Re: [PATCH net-next v3 09/12] iavf: switch to Page Pool

From: Alexander Duyck
Date: Fri Jun 02 2023 - 14:00:48 EST


On Fri, Jun 2, 2023 at 9:31 AM Alexander Lobakin
<aleksander.lobakin@xxxxxxxxx> wrote:
>
> From: Alexander H Duyck <alexander.duyck@xxxxxxxxx>
> Date: Wed, 31 May 2023 09:19:06 -0700
>
> > On Tue, 2023-05-30 at 17:00 +0200, Alexander Lobakin wrote:
> >> Now that the IAVF driver simply uses dev_alloc_page() + free_page() with
> >> no custom recycling logics and one whole page per frame, it can easily
> >> be switched to using Page Pool API instead.
>
> [...]
>
> >> @@ -691,8 +690,6 @@ int iavf_setup_tx_descriptors(struct iavf_ring *tx_ring)
> >> **/
> >> void iavf_clean_rx_ring(struct iavf_ring *rx_ring)
> >> {
> >> - u16 i;
> >> -
> >> /* ring already cleared, nothing to do */
> >> if (!rx_ring->rx_pages)
> >> return;
> >> @@ -703,28 +700,17 @@ void iavf_clean_rx_ring(struct iavf_ring *rx_ring)
> >> }
> >>
> >> /* Free all the Rx ring sk_buffs */
> >> - for (i = 0; i < rx_ring->count; i++) {
> >> + for (u32 i = 0; i < rx_ring->count; i++) {
> >
> > Did we make a change to our coding style to allow declaration of
> > variables inside of for statements?
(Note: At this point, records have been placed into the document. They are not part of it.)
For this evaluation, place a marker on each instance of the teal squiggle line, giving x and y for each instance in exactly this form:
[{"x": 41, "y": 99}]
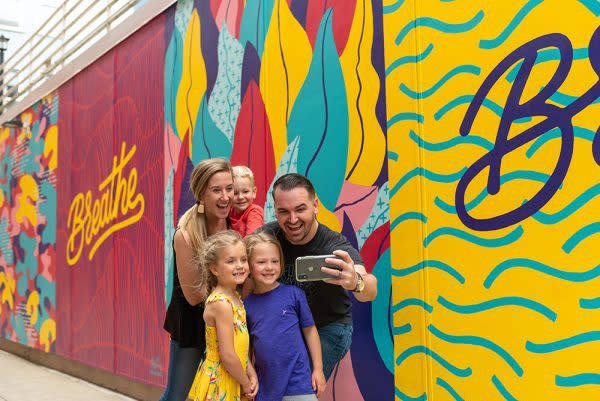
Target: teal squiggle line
[
  {"x": 579, "y": 132},
  {"x": 480, "y": 342},
  {"x": 404, "y": 117},
  {"x": 392, "y": 7},
  {"x": 499, "y": 303},
  {"x": 529, "y": 175},
  {"x": 409, "y": 59},
  {"x": 521, "y": 14},
  {"x": 456, "y": 141},
  {"x": 593, "y": 303},
  {"x": 446, "y": 386},
  {"x": 408, "y": 216},
  {"x": 461, "y": 69},
  {"x": 547, "y": 55},
  {"x": 500, "y": 387},
  {"x": 578, "y": 203},
  {"x": 466, "y": 99},
  {"x": 507, "y": 239},
  {"x": 581, "y": 235},
  {"x": 582, "y": 379},
  {"x": 592, "y": 5},
  {"x": 420, "y": 349},
  {"x": 576, "y": 277},
  {"x": 430, "y": 175},
  {"x": 398, "y": 331},
  {"x": 564, "y": 100},
  {"x": 406, "y": 397},
  {"x": 439, "y": 26},
  {"x": 559, "y": 345},
  {"x": 405, "y": 303},
  {"x": 434, "y": 264}
]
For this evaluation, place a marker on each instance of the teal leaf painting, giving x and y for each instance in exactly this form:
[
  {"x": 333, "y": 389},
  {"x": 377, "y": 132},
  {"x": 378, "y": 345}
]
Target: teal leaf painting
[
  {"x": 255, "y": 23},
  {"x": 208, "y": 140},
  {"x": 288, "y": 164},
  {"x": 224, "y": 103},
  {"x": 320, "y": 118},
  {"x": 173, "y": 68},
  {"x": 183, "y": 14},
  {"x": 380, "y": 214}
]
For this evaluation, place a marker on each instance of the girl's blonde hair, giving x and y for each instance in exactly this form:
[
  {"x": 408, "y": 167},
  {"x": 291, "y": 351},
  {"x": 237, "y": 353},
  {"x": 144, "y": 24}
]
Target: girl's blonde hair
[
  {"x": 252, "y": 240},
  {"x": 192, "y": 222},
  {"x": 209, "y": 255},
  {"x": 243, "y": 172}
]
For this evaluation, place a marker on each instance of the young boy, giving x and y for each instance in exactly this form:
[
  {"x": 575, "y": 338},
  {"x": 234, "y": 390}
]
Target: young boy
[{"x": 245, "y": 216}]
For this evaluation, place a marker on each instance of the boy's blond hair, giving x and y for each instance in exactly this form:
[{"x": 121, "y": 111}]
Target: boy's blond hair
[
  {"x": 263, "y": 238},
  {"x": 243, "y": 172}
]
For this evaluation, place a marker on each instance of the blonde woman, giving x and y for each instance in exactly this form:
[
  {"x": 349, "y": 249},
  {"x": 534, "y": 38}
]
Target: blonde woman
[{"x": 211, "y": 183}]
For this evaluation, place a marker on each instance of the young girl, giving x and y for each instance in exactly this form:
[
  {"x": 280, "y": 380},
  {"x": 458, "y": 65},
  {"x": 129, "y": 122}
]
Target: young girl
[
  {"x": 224, "y": 264},
  {"x": 278, "y": 317}
]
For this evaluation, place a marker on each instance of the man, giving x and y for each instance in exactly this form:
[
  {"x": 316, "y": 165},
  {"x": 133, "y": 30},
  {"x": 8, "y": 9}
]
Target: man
[{"x": 300, "y": 234}]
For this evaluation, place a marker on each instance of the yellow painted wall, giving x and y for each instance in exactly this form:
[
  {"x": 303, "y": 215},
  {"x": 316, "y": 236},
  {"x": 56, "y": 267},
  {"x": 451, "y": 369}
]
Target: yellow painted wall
[{"x": 510, "y": 312}]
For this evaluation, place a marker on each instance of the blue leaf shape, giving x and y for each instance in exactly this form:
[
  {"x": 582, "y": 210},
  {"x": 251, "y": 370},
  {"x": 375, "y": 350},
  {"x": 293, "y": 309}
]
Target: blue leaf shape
[
  {"x": 208, "y": 140},
  {"x": 173, "y": 68},
  {"x": 380, "y": 214},
  {"x": 320, "y": 118},
  {"x": 255, "y": 23},
  {"x": 287, "y": 164},
  {"x": 381, "y": 317},
  {"x": 224, "y": 103}
]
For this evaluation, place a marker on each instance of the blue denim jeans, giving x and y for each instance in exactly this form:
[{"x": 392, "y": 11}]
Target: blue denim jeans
[
  {"x": 335, "y": 342},
  {"x": 183, "y": 364}
]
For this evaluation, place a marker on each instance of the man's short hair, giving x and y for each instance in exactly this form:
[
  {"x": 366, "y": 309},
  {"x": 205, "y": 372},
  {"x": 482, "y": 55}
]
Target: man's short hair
[{"x": 290, "y": 181}]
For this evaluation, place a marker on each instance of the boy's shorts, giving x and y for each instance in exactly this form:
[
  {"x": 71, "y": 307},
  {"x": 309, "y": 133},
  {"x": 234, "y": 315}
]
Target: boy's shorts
[{"x": 305, "y": 397}]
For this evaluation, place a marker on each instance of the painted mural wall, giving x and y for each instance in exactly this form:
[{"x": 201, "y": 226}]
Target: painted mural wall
[
  {"x": 290, "y": 86},
  {"x": 280, "y": 86},
  {"x": 453, "y": 143},
  {"x": 110, "y": 213},
  {"x": 28, "y": 281},
  {"x": 494, "y": 177}
]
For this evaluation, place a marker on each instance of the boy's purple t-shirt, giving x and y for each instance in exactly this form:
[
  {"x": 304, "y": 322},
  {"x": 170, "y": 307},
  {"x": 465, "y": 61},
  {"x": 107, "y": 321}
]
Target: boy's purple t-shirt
[{"x": 275, "y": 321}]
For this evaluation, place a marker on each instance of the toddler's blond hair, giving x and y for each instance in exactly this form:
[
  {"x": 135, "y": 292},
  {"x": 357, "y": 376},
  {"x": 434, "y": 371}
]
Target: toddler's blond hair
[{"x": 243, "y": 172}]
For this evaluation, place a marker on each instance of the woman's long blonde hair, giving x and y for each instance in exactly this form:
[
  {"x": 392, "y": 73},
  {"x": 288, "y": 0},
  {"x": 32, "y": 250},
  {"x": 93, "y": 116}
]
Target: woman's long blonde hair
[{"x": 192, "y": 222}]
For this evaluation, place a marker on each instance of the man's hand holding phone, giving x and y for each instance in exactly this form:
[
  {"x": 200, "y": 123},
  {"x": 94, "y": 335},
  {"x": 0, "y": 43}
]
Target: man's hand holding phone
[{"x": 345, "y": 274}]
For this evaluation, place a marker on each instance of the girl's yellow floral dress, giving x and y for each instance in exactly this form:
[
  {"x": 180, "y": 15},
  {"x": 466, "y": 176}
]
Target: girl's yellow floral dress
[{"x": 213, "y": 382}]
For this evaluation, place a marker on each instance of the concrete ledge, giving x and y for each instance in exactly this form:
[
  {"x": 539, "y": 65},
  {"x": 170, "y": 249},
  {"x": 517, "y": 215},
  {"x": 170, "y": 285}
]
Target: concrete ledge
[
  {"x": 131, "y": 388},
  {"x": 138, "y": 19}
]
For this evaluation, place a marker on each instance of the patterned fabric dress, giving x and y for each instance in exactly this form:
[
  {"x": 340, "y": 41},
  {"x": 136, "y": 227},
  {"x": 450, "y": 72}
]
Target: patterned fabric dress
[{"x": 213, "y": 382}]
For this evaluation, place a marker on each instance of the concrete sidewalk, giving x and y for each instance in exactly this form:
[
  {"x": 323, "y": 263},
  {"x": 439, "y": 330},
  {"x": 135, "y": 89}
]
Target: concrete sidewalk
[{"x": 21, "y": 380}]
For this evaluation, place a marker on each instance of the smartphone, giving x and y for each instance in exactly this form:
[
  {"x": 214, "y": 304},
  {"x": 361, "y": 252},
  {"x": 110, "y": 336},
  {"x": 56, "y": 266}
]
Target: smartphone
[{"x": 308, "y": 268}]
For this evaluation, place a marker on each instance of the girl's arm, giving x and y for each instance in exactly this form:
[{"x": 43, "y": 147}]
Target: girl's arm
[
  {"x": 223, "y": 316},
  {"x": 311, "y": 336},
  {"x": 251, "y": 372},
  {"x": 188, "y": 273}
]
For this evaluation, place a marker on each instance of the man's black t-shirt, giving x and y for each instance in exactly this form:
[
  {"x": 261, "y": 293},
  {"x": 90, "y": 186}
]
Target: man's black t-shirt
[{"x": 328, "y": 303}]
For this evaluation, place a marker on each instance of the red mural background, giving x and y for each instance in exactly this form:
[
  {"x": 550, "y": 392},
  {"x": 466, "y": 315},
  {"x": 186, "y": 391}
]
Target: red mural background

Just wondering if this is a change
> > since the recent updates to the ISO C standard, or if this doesn't
> > match up with what we would expect per the coding standard.
>
> It's optional right now, nobody would object declaring it either way.
> Doing it inside is allowed since we switched to C11, right.
> Here I did that because my heart was breaking to see this little u16
> alone (and yeah, u16 on the stack).

Yeah, that was back when I was declaring stack variables the exact
same size as the ring parameters. So u16 should match the size of
rx_ring->count not that it matters. It was just a quirk I had at the
time.

> >
> >> struct page *page = rx_ring->rx_pages[i];
> >> - dma_addr_t dma;
> >>
> >> if (!page)
> >> continue;
> >>
> >> - dma = page_pool_get_dma_addr(page);
> >> -
> >> /* Invalidate cache lines that may have been written to by
> >> * device so that we avoid corrupting memory.
> >> */
> >> - dma_sync_single_range_for_cpu(rx_ring->dev, dma,
> >> - LIBIE_SKB_HEADROOM,
> >> - LIBIE_RX_BUF_LEN,
> >> - DMA_FROM_DEVICE);
> >> -
> >> - /* free resources associated with mapping */
> >> - dma_unmap_page_attrs(rx_ring->dev, dma, LIBIE_RX_TRUESIZE,
> >> - DMA_FROM_DEVICE, IAVF_RX_DMA_ATTR);
> >> -
> >> - __free_page(page);
> >> + page_pool_dma_sync_full_for_cpu(rx_ring->pool, page);
> >> + page_pool_put_full_page(rx_ring->pool, page, false);
> >> }
> >>
> >> rx_ring->next_to_clean = 0;
> >> @@ -739,10 +725,15 @@ void iavf_clean_rx_ring(struct iavf_ring *rx_ring)
> >> **/
> >> void iavf_free_rx_resources(struct iavf_ring *rx_ring)
> >> {
> >> + struct device *dev = rx_ring->pool->p.dev;
> >> +
> >> iavf_clean_rx_ring(rx_ring);
> >> kfree(rx_ring->rx_pages);
> >> rx_ring->rx_pages = NULL;
> >>
> >> + page_pool_destroy(rx_ring->pool);
> >> + rx_ring->dev = dev;
> >> +
> >> if (rx_ring->desc) {
> >> dma_free_coherent(rx_ring->dev, rx_ring->size,
> >> rx_ring->desc, rx_ring->dma);
> >
> > Not a fan of this switching back and forth between being a page pool
> > pointer and a dev pointer. Seems problematic as it is easily
> > misinterpreted. I would say that at a minimum stick to either it is
> > page_pool(Rx) or dev(Tx) on a ring type basis.
>
> The problem is that page_pool has lifetime from ifup to ifdown, while
> its ring lives longer. So I had to do something with this, but also I
> didn't want to have 2 pointers at the same time since it's redundant and
> +8 bytes to the ring for nothing.

It might be better to just go with NULL rather than populating it w/
two different possible values. Then at least you know if it is an
rx_ring it is a page_pool and if it is a tx_ring it is dev. You can
reset to the page pool when you repopulate the rest of the ring.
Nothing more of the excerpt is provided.